Ok, I’m venting a bit, but I’m just a little done with all the media coverage of fringe activity. And not only am I done with the coverage, but I am also discouraged by the impact it has on behavior. What we see ad nausea (mostly on television) begins, if not deepens, our perception of what is normal. And unfortunately what is covered is mostly…abnormal.
The shooting spree; the freak accident; the enormous success story; the wacko family; the misspoken word; the friendly-fire tragedy; the massive lawsuit over the minor infraction; the activist special-interest protest. The most popular “news” shows and news coverage seems to be largely, if not exclusively, motivated by landing the most outrageous and titillating scoop. Supposed journalists have agendas and seek out anomalies rather than central stories. Movies and T.V. series are equally guilty. So instead of The Cosby Show we have The Simpson’s – because it’s more “real-to-life.” Right. 3-year olds consistently spout off remarks and jabs that exceed their own development and intellect. It’s like a massive frenzy to bring the fringe to our living rooms. It’s a fringe frenzy!
Maybe I live in a bubble – but experiences likewhat I see on T.V. or movies or in the news are so rare. The whole unintended conspiracy leaves us isolated, fearful and bored. Isolated and fearful that we or loved ones will be hurt or even killed by a misguided kook. Bored because we begin to believe every experience must start with a bang like the movies, boarder on heroic in the middle, and end in the most bizarre of ways.
Having built fear and boredom into the fabric of life, marketing picks up where the coverage ends. Items related to protection and security top the sales charts, while “bigger, faster, better” sells. (Have you ever wondered why Lego’s® of yesteryear have become insufficiently engaging for today’s child? It’s not because the little ones complained. It’s because the parents were convinced the building blocks were insufficient.)
Fringe excites and fringe sells, but it subtly moves our behaviors and our attitudes away from normal – where most people live. Don’t get me wrong, every breathing person is valuable and worthy of concern, attention and compassion. But let’s let normal be normal so that we don’t end up living in an imaginary world of extremes, making our normal lives seem too insignificant to matter. Paul says this to the church in Thessalonica, “Make it your ambition to lead a quiet life, to mind your own business and to work with your hands, just as we told you, so that your daily life may win the respect of outsiders.
Let your kids ride their bikes around the corner. Go to the basement at night without fear. Believe the simple toys are good enough. Invite your neighbors in for tea. Sit around doing nothing now and again. Speak without fear of retribution. Help the old lady across the street. Do normal things without presuming without media coverage its not worth it. Guess what – pretty much everybody’s doing it. It’s normal.

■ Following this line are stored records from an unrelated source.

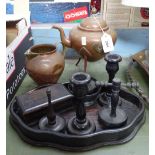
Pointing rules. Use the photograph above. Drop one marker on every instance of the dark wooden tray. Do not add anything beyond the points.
(30, 132)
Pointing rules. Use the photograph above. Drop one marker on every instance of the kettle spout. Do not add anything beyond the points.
(66, 42)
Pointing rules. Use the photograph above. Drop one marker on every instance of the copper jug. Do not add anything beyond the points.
(44, 63)
(92, 28)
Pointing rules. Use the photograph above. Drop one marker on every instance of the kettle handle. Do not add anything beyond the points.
(64, 48)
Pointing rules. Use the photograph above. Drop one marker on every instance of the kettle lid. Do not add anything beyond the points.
(93, 23)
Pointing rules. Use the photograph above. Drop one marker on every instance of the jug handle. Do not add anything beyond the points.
(64, 48)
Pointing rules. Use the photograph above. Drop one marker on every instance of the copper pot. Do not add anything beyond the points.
(91, 28)
(44, 64)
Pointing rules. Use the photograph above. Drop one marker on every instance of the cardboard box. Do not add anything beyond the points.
(18, 39)
(53, 11)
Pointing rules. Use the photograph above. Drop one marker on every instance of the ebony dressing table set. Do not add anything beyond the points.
(81, 114)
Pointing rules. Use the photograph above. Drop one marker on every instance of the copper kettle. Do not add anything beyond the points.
(91, 28)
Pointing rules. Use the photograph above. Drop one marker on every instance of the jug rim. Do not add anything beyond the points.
(41, 46)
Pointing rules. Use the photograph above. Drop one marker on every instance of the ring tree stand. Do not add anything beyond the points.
(56, 115)
(112, 68)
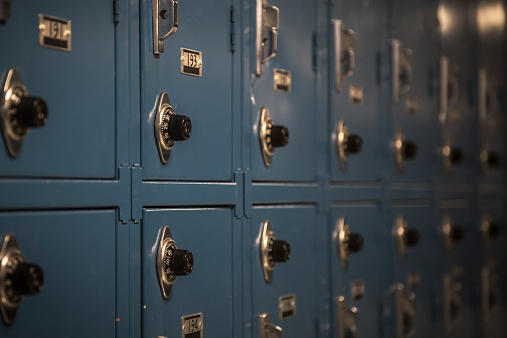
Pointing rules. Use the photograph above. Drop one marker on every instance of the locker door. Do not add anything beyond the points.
(201, 91)
(76, 85)
(357, 101)
(291, 280)
(206, 290)
(290, 105)
(76, 252)
(360, 275)
(414, 96)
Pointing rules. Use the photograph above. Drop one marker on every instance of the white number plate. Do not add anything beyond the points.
(191, 62)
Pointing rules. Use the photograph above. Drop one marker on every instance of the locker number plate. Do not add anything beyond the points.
(55, 33)
(191, 62)
(192, 326)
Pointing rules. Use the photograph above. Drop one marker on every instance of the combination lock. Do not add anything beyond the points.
(169, 127)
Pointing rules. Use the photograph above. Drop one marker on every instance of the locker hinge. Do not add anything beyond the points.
(116, 11)
(233, 29)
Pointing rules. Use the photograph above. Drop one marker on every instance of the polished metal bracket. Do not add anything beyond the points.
(401, 69)
(344, 56)
(165, 22)
(266, 34)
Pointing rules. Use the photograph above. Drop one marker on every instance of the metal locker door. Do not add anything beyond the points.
(357, 48)
(77, 255)
(284, 269)
(193, 65)
(414, 97)
(64, 56)
(282, 91)
(416, 262)
(359, 268)
(199, 301)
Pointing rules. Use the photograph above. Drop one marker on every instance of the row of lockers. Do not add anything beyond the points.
(381, 72)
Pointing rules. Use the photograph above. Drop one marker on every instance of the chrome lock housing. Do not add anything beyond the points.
(268, 329)
(165, 22)
(272, 250)
(171, 261)
(271, 136)
(453, 233)
(17, 278)
(346, 319)
(266, 34)
(19, 112)
(344, 57)
(405, 312)
(348, 242)
(169, 127)
(403, 150)
(346, 143)
(405, 237)
(401, 69)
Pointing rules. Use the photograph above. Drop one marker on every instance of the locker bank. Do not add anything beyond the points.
(253, 168)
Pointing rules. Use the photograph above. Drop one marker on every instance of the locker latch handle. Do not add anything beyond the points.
(266, 34)
(165, 22)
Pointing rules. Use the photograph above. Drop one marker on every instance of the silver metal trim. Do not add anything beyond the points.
(265, 124)
(346, 319)
(267, 237)
(171, 28)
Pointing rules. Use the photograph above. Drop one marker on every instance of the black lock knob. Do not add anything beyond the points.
(456, 155)
(412, 237)
(354, 144)
(409, 150)
(31, 112)
(355, 242)
(26, 279)
(182, 262)
(180, 127)
(280, 251)
(279, 136)
(456, 233)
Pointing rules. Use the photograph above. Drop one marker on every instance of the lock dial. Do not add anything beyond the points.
(171, 261)
(169, 127)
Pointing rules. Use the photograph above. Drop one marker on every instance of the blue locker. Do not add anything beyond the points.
(413, 90)
(76, 251)
(74, 76)
(358, 37)
(360, 276)
(289, 281)
(202, 92)
(281, 92)
(207, 290)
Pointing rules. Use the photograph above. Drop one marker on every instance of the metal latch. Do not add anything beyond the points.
(266, 34)
(344, 56)
(348, 242)
(165, 22)
(401, 69)
(346, 319)
(267, 329)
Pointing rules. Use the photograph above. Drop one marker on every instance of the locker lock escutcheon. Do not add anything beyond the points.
(271, 136)
(401, 69)
(404, 150)
(164, 21)
(169, 127)
(272, 250)
(17, 278)
(266, 34)
(405, 236)
(348, 242)
(171, 261)
(453, 233)
(19, 112)
(347, 144)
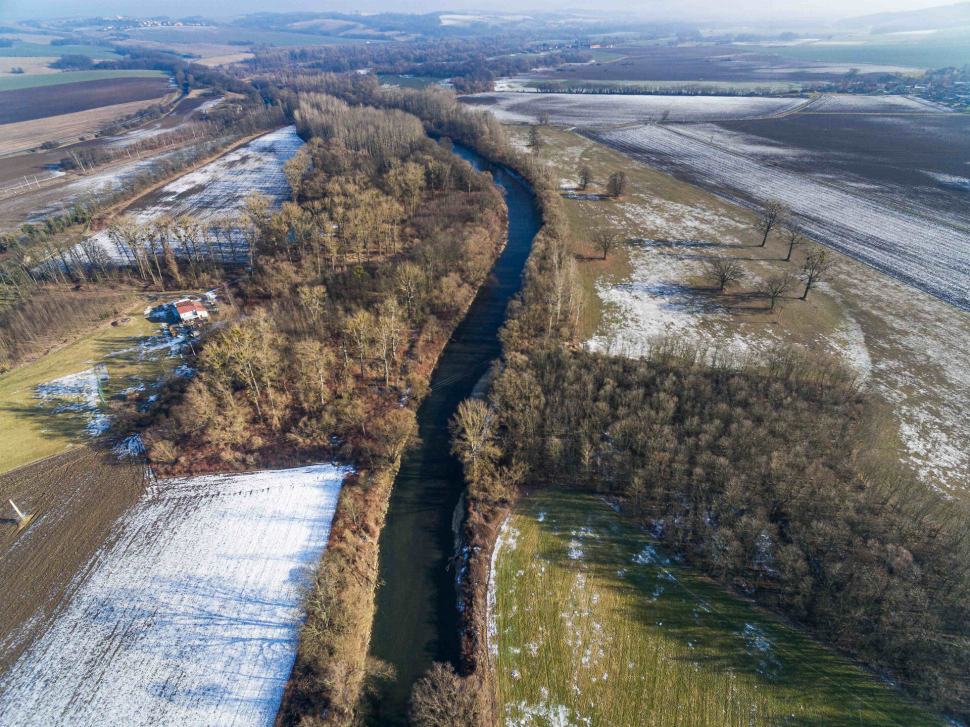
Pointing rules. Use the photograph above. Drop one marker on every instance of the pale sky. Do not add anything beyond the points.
(655, 9)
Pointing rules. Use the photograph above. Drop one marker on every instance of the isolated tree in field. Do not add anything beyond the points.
(535, 139)
(605, 241)
(724, 272)
(776, 286)
(443, 699)
(616, 185)
(774, 214)
(793, 234)
(816, 266)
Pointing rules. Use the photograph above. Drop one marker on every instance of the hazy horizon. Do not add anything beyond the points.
(696, 10)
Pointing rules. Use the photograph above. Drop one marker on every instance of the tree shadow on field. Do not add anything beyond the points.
(719, 631)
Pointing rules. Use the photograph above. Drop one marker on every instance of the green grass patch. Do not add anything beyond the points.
(32, 50)
(596, 626)
(32, 428)
(931, 51)
(12, 83)
(605, 56)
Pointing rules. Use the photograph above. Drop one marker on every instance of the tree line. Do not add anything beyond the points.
(356, 285)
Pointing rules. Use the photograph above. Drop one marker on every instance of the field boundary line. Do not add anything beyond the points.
(854, 193)
(122, 206)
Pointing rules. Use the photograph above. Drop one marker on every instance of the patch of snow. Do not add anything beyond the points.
(75, 393)
(190, 615)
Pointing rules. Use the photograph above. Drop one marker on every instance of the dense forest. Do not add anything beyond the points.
(472, 66)
(356, 286)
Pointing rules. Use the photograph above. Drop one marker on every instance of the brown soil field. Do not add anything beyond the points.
(24, 104)
(226, 59)
(75, 499)
(31, 65)
(25, 135)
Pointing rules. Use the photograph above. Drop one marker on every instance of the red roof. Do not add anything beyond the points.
(189, 307)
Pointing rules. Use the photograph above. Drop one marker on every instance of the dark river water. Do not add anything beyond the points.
(417, 617)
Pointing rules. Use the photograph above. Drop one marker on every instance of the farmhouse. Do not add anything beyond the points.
(190, 310)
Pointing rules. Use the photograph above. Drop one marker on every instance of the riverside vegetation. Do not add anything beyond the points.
(775, 477)
(356, 286)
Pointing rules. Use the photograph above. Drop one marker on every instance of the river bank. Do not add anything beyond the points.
(417, 620)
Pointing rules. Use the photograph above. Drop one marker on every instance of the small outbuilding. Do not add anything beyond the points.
(190, 310)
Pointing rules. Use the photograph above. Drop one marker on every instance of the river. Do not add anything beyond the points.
(416, 621)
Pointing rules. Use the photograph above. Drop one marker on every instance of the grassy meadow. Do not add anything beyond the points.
(594, 625)
(906, 345)
(33, 427)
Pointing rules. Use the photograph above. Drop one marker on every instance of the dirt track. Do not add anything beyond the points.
(75, 498)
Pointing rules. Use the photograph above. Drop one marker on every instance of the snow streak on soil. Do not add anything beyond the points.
(569, 109)
(220, 188)
(924, 253)
(189, 616)
(849, 104)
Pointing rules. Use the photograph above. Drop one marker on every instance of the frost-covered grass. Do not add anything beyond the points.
(189, 615)
(218, 188)
(614, 109)
(905, 345)
(852, 104)
(922, 252)
(53, 404)
(594, 625)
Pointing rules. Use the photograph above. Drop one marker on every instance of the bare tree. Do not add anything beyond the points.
(776, 286)
(773, 214)
(816, 266)
(724, 272)
(793, 234)
(535, 139)
(443, 699)
(606, 241)
(616, 185)
(360, 328)
(409, 279)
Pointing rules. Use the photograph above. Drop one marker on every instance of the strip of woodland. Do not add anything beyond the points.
(356, 286)
(778, 477)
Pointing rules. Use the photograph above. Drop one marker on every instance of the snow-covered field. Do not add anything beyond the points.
(851, 104)
(930, 255)
(189, 616)
(613, 109)
(219, 188)
(908, 346)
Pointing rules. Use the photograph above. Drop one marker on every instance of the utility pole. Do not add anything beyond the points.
(22, 520)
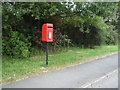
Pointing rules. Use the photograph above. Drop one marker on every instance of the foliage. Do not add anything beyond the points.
(16, 45)
(14, 69)
(88, 31)
(78, 23)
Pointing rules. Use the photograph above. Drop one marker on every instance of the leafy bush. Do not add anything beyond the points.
(16, 45)
(87, 31)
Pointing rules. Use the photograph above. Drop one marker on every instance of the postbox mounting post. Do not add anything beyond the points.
(46, 53)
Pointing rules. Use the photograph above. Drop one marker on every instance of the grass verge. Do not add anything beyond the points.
(15, 69)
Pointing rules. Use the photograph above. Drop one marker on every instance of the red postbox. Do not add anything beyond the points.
(47, 32)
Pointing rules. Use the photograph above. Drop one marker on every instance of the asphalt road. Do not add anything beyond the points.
(76, 76)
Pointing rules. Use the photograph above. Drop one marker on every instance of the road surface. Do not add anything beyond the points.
(101, 73)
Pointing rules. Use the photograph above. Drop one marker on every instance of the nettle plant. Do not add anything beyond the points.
(16, 45)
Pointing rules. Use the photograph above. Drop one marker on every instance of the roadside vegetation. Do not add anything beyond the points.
(82, 31)
(14, 69)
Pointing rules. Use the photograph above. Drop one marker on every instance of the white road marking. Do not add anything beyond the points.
(99, 79)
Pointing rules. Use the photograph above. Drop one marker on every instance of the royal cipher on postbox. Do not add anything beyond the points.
(47, 32)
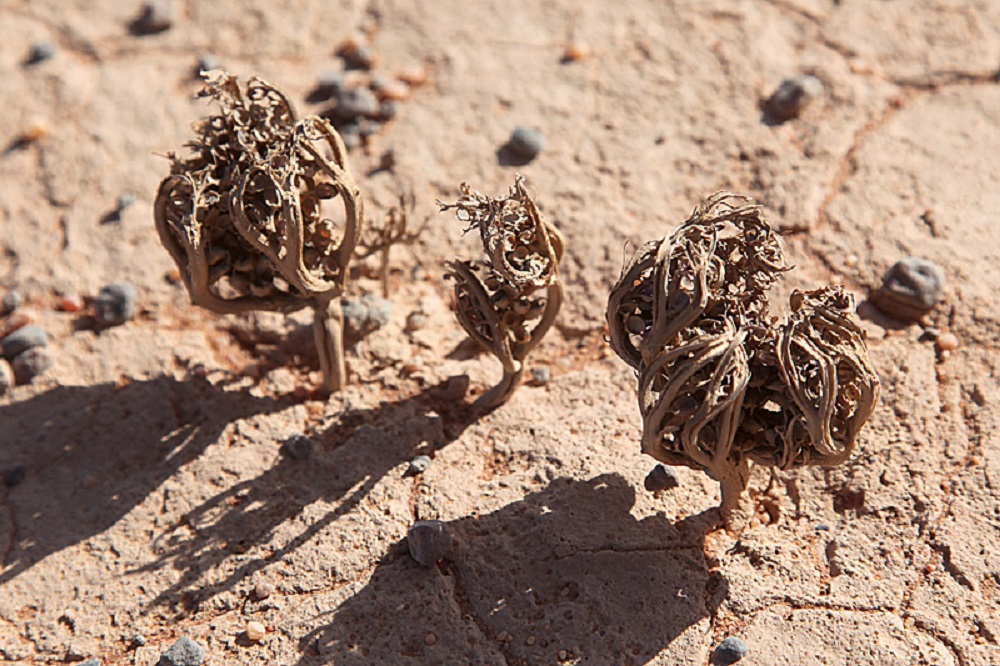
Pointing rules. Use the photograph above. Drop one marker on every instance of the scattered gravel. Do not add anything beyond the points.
(115, 304)
(15, 475)
(429, 541)
(40, 52)
(32, 363)
(911, 289)
(526, 142)
(185, 652)
(661, 478)
(11, 301)
(540, 375)
(298, 447)
(792, 97)
(419, 465)
(730, 650)
(23, 339)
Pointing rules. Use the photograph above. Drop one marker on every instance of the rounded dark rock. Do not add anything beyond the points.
(40, 52)
(419, 465)
(32, 363)
(23, 339)
(429, 541)
(15, 475)
(660, 478)
(185, 652)
(792, 97)
(910, 289)
(115, 304)
(526, 142)
(730, 650)
(298, 447)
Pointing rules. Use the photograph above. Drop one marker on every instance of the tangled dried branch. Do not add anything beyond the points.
(721, 382)
(243, 216)
(507, 304)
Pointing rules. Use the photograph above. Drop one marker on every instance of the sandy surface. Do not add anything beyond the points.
(156, 497)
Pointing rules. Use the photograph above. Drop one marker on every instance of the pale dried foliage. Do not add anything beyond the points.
(507, 304)
(721, 382)
(243, 215)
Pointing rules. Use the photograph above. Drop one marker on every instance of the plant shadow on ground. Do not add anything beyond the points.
(94, 453)
(568, 568)
(347, 460)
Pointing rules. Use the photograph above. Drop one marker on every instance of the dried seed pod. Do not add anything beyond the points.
(720, 381)
(246, 208)
(520, 282)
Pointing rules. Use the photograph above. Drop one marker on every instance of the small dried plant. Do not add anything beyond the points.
(507, 304)
(243, 216)
(721, 382)
(392, 231)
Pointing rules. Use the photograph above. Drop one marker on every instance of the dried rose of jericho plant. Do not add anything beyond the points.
(721, 382)
(510, 308)
(243, 216)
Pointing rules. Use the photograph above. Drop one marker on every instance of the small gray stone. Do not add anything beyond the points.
(23, 339)
(156, 16)
(32, 363)
(540, 375)
(730, 650)
(792, 97)
(15, 475)
(354, 103)
(185, 652)
(419, 465)
(115, 304)
(6, 375)
(429, 541)
(11, 301)
(526, 142)
(298, 447)
(661, 478)
(40, 52)
(911, 289)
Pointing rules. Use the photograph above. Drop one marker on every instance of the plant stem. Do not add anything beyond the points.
(328, 330)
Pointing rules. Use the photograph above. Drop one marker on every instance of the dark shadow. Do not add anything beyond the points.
(93, 453)
(508, 156)
(565, 569)
(348, 458)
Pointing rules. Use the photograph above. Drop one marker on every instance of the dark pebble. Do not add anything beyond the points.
(298, 447)
(40, 52)
(792, 97)
(355, 103)
(11, 301)
(115, 304)
(526, 142)
(661, 478)
(429, 541)
(730, 650)
(185, 652)
(157, 16)
(419, 465)
(540, 375)
(31, 364)
(15, 475)
(911, 289)
(23, 339)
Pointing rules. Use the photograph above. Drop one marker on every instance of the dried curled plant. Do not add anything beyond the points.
(243, 216)
(721, 382)
(507, 304)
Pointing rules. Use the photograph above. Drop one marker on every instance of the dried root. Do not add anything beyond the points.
(507, 304)
(243, 216)
(720, 381)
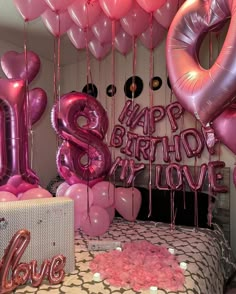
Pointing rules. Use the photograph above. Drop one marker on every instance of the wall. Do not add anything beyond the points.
(106, 72)
(42, 145)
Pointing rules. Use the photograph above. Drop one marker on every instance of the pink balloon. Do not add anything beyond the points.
(79, 37)
(165, 14)
(99, 50)
(18, 66)
(35, 193)
(151, 38)
(102, 29)
(103, 194)
(30, 9)
(61, 189)
(195, 87)
(116, 9)
(82, 196)
(85, 13)
(58, 5)
(37, 104)
(224, 127)
(81, 140)
(150, 5)
(123, 42)
(6, 196)
(57, 23)
(136, 21)
(96, 222)
(14, 159)
(128, 202)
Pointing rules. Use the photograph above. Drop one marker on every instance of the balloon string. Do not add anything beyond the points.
(28, 113)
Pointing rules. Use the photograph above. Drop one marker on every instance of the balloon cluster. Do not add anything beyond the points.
(96, 24)
(94, 208)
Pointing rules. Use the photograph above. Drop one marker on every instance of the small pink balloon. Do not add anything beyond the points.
(128, 202)
(79, 37)
(115, 9)
(82, 196)
(96, 222)
(6, 196)
(35, 193)
(84, 13)
(8, 188)
(99, 50)
(150, 5)
(61, 189)
(57, 23)
(30, 9)
(103, 194)
(136, 21)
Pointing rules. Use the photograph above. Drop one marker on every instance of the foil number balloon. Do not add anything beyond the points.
(82, 123)
(203, 92)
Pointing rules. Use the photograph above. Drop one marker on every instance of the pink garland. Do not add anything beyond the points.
(140, 265)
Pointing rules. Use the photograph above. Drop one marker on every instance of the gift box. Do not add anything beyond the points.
(50, 222)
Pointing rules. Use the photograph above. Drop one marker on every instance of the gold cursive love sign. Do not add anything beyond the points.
(13, 273)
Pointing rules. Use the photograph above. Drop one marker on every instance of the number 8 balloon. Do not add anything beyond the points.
(83, 157)
(203, 92)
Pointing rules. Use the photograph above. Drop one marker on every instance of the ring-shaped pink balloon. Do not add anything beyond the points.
(203, 92)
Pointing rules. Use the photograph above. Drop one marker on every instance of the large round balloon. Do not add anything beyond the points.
(203, 92)
(82, 122)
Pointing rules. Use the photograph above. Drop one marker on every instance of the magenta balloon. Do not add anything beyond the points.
(103, 194)
(18, 66)
(99, 50)
(116, 9)
(224, 127)
(150, 5)
(128, 202)
(37, 104)
(102, 29)
(96, 222)
(85, 13)
(193, 86)
(57, 23)
(123, 42)
(136, 21)
(151, 38)
(165, 14)
(35, 193)
(6, 196)
(30, 9)
(82, 196)
(8, 188)
(61, 189)
(81, 140)
(79, 37)
(14, 159)
(58, 5)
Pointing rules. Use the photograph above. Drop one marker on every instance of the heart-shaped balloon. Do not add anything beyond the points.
(224, 127)
(37, 104)
(20, 65)
(128, 202)
(203, 92)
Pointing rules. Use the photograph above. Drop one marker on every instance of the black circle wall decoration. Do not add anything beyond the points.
(111, 90)
(133, 87)
(155, 83)
(91, 90)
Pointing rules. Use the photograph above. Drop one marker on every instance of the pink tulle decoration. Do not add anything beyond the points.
(140, 265)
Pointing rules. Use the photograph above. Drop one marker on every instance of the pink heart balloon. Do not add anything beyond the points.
(128, 202)
(224, 127)
(37, 104)
(18, 66)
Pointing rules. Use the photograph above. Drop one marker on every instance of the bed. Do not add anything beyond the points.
(205, 252)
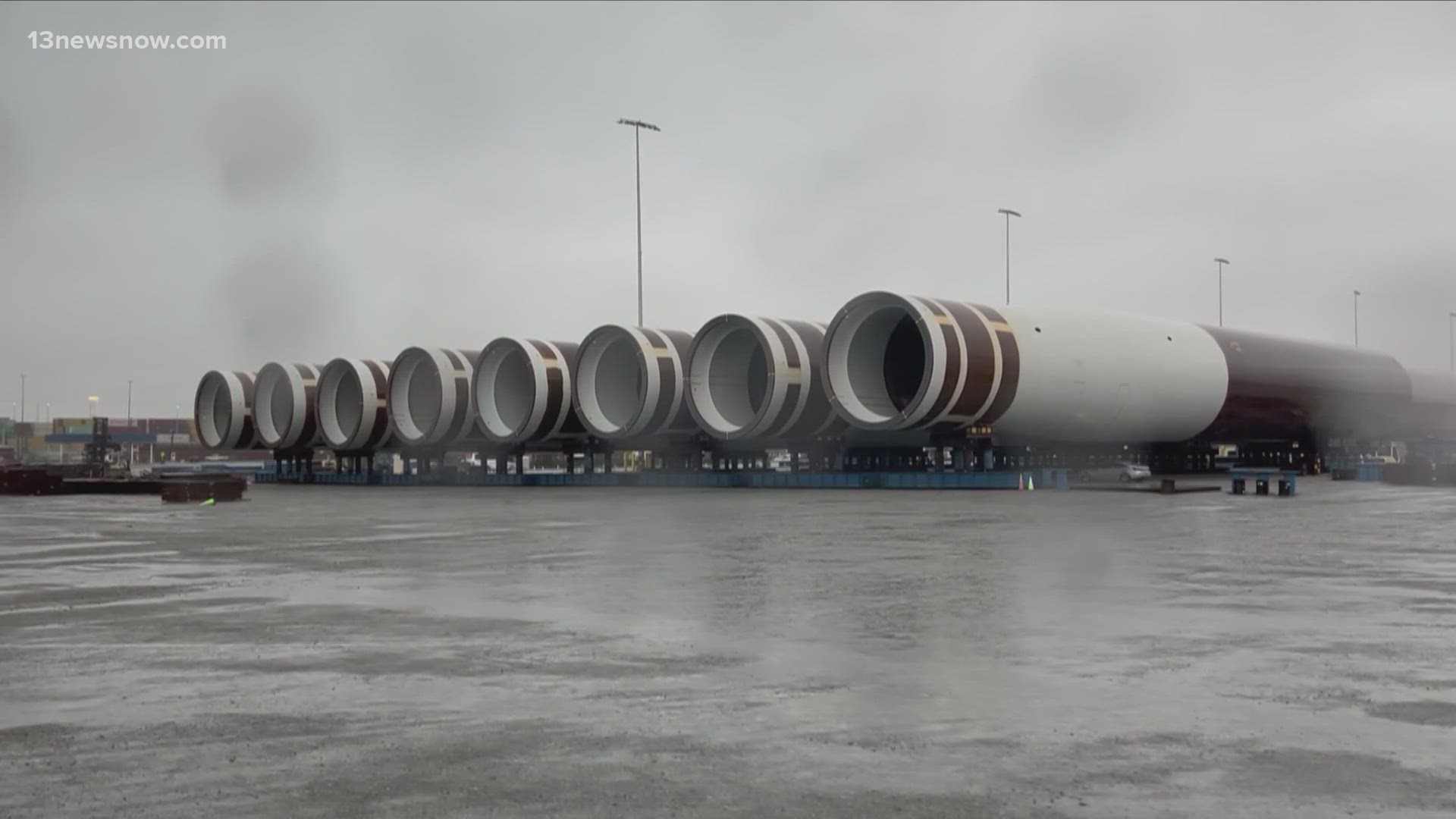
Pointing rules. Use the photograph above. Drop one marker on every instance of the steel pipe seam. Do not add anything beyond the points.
(523, 390)
(286, 406)
(430, 401)
(223, 410)
(353, 404)
(631, 382)
(756, 378)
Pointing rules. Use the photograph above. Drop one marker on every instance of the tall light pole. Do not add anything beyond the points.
(131, 447)
(1008, 215)
(1452, 324)
(637, 142)
(1357, 318)
(1220, 287)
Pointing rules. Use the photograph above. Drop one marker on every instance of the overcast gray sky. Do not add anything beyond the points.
(354, 180)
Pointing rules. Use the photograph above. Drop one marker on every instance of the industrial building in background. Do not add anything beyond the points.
(890, 382)
(63, 441)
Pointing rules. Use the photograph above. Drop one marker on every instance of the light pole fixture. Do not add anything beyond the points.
(1008, 213)
(637, 140)
(1220, 287)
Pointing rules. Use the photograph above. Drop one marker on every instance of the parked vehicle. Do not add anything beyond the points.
(1125, 471)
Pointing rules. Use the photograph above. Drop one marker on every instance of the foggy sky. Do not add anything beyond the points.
(356, 180)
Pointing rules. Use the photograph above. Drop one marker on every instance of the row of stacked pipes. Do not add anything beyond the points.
(889, 368)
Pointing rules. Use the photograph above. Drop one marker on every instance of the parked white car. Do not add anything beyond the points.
(1125, 471)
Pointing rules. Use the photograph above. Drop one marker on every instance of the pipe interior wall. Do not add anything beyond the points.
(631, 382)
(223, 410)
(286, 406)
(431, 403)
(353, 406)
(758, 378)
(523, 391)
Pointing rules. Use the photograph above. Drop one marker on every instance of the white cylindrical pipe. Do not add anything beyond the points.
(900, 362)
(523, 391)
(353, 404)
(431, 403)
(286, 406)
(223, 410)
(758, 378)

Live your normal life and remember it has great and lasting value …
A COMMENT FROM RICK REYNOLDS…
More venting…How are any of the “reality” shows anywhere close to reality? Can a show today be produced without including at least one controversial minorityl? Nobody can win “Survivor” and maintain an ounce of integrity, honor, or morals. People will say “It’s just a game,” but the “me first at any cost” mentality is being taught and reinforced. I disagree that it is an unintentional conspiracy. Can you imagine a news report that said, “well, not much happened over night so we’ll turn you back over to the network.” The conspiracy is that TV ratings/revenue drives the industry. It isn’t news unless we can sensationalize it. Have you noticed the adjectives that newscasters use to make the mundane spectacular? The end result is a desensitized/anesthetized public. We don’t cry when we hear of an airplane crash killing everyone on board or a child killed by a drive-by shooting. I think that’s why I always appreciated and will truly miss Paul Harvey who would take time to applaud people celebrating a 50th wedding anniversary or 100th birthday and would take time to share “the rest of the story” with us.